Empecemos por ponernos de acuerdo en que el silencio no es lo mismo que no decir nada. El silencio, para que comunique, requiere que nos callemos correctamente, es decir, practicar un silencio gestionado. Tiene relación con muchos aspectos, entre ellos, la capacidad de escucha, la elocuencia, la sabiduría y la inteligencia social. En la opinión de Joseph Donuart, que escribió el tratado “El Arte de Callar”, en el siglo XVIII, callar es “un arte y una disciplina”, callar “es la elocuencia muda del cuerpo y el rostro”.

¿Cómo callar correctamente? Complejo.
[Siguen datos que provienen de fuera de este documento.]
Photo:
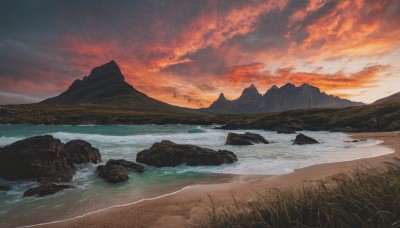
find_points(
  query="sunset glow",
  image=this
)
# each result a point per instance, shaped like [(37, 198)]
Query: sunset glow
[(186, 52)]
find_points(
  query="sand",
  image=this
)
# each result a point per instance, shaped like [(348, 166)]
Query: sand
[(188, 206)]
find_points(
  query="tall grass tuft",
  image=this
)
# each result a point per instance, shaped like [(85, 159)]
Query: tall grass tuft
[(369, 197)]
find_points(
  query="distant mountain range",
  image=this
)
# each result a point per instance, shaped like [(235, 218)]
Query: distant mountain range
[(106, 86), (287, 97), (392, 97)]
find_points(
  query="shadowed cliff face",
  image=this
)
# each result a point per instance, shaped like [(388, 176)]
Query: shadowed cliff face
[(106, 87), (288, 97), (103, 82)]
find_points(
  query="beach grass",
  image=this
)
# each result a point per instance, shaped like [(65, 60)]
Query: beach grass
[(367, 197)]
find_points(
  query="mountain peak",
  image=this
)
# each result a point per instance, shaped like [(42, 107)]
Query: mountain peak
[(251, 90), (103, 82), (221, 96), (287, 97), (288, 85), (105, 69)]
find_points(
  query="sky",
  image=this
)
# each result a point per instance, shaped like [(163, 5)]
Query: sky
[(186, 52)]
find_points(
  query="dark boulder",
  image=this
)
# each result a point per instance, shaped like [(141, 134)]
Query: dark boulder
[(285, 130), (4, 188), (303, 139), (40, 158), (45, 189), (44, 159), (117, 170), (113, 173), (169, 154), (244, 139), (79, 152)]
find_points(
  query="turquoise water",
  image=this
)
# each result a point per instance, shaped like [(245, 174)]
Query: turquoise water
[(92, 193)]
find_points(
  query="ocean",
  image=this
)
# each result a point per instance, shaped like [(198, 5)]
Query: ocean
[(90, 193)]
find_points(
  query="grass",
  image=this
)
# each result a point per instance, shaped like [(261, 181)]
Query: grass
[(369, 197)]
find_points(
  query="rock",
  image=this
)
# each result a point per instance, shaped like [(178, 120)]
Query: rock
[(45, 189), (127, 164), (169, 154), (285, 130), (113, 173), (4, 188), (79, 152), (303, 139), (39, 158), (244, 139), (44, 159), (117, 170)]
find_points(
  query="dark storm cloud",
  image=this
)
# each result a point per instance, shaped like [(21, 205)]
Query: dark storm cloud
[(46, 44)]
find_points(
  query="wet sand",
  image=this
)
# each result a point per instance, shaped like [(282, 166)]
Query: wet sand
[(186, 207)]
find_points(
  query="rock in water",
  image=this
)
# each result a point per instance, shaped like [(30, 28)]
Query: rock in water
[(303, 139), (244, 139), (169, 154), (117, 170), (45, 189), (113, 173), (285, 130), (4, 188), (39, 158), (79, 152), (44, 159)]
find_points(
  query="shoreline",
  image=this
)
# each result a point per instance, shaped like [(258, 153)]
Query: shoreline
[(190, 204)]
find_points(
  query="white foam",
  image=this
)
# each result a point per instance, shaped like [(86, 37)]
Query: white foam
[(4, 141), (107, 208)]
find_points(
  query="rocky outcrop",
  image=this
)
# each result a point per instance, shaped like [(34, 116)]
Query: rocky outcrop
[(285, 130), (303, 139), (44, 159), (113, 173), (117, 170), (245, 139), (45, 189), (169, 154)]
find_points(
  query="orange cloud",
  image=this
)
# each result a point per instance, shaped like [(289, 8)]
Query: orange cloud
[(351, 29), (253, 73)]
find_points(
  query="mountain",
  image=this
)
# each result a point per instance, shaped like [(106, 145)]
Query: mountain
[(392, 97), (288, 97), (106, 86)]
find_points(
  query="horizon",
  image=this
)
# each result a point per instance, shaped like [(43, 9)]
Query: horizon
[(187, 54)]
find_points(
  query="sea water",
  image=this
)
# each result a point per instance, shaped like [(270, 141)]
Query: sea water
[(91, 193)]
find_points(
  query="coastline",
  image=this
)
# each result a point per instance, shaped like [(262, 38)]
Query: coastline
[(188, 205)]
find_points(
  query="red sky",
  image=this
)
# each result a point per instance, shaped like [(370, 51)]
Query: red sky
[(187, 52)]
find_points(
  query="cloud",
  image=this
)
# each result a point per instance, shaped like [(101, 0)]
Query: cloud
[(186, 52), (253, 73)]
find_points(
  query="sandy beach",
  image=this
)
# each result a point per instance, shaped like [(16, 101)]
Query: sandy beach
[(186, 207)]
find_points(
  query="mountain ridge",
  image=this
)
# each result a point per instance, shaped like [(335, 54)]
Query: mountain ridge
[(106, 86), (287, 97)]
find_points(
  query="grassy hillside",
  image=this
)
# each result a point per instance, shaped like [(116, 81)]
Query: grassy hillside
[(381, 117)]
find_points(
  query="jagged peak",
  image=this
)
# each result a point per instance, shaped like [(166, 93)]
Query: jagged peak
[(273, 87), (288, 85), (221, 96), (107, 68), (251, 89), (252, 86)]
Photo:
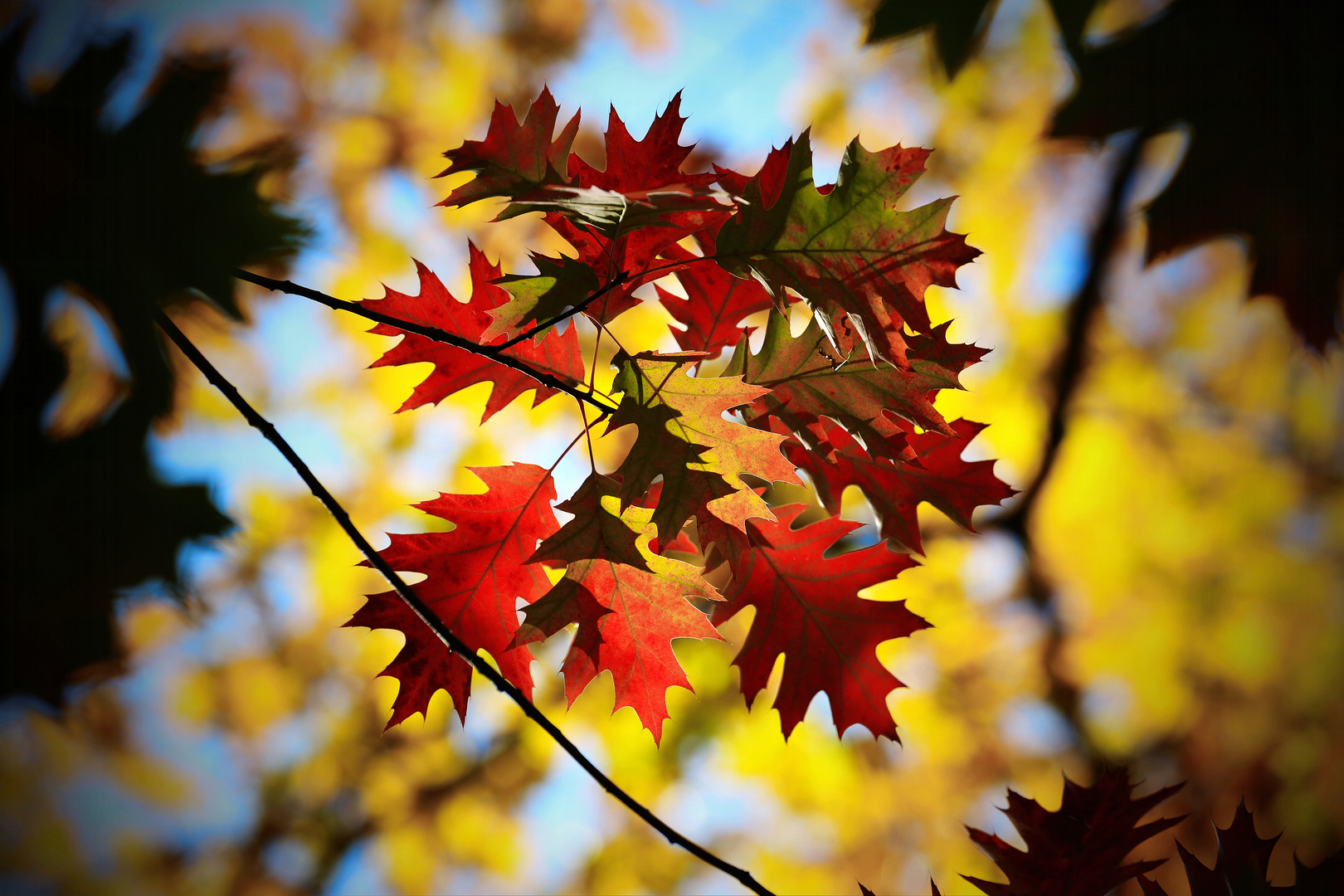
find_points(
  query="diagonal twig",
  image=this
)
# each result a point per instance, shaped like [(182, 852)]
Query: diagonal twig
[(494, 353), (1068, 375), (616, 281), (431, 620)]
Podemos empezar por entender algunos de los consejos de Donuart: 1. El silencio nos permite adquirir conocimiento y sabiduría, si sabemos callar vamos a aprender; 2. Antes de hablar, analiza si tus palabras son más valiosas que el silencio;  3. Para aprender a hablar bien, primero debes aprender a callar bien; 4. Los mensajes se conforman de palabras y silencios, utiliza los silencios como recurso para expresarte de manera elocuente; 5. Un rostro en silencio puede decir más que mil palabras, utiliza la comunicación no verbal para comunicarte de forma más efectiva.

El primer paso es saber que el silencio es relevante y, bien utilizado, puede sumar a nuestra vida o mal utilizado puede restar a nuestra vida y la de los demás. Esto aplica en todos los ámbitos: laboral, familiar y social. Desde escuchar y aprender del colega que sabe mucho de un tema, escuchar la postura de un familiar que es opuesta a la nuestra en cierta situación, hasta la oportunidad  de conocer más el corazón de nuestros hijos… Todas las mañanas mi hijo de 5 años amanece platicador, lo que soñó, lo que hará, que si prefiere panqueques o cereal, que si llevará gomitas en su lonchera y después de que habló y habló, lo escuché, lo vi, me pregunta: “qué alegre, ¿verdad mama?” y la verdad es que sí… “qué alegre”, qué alegre que me callé.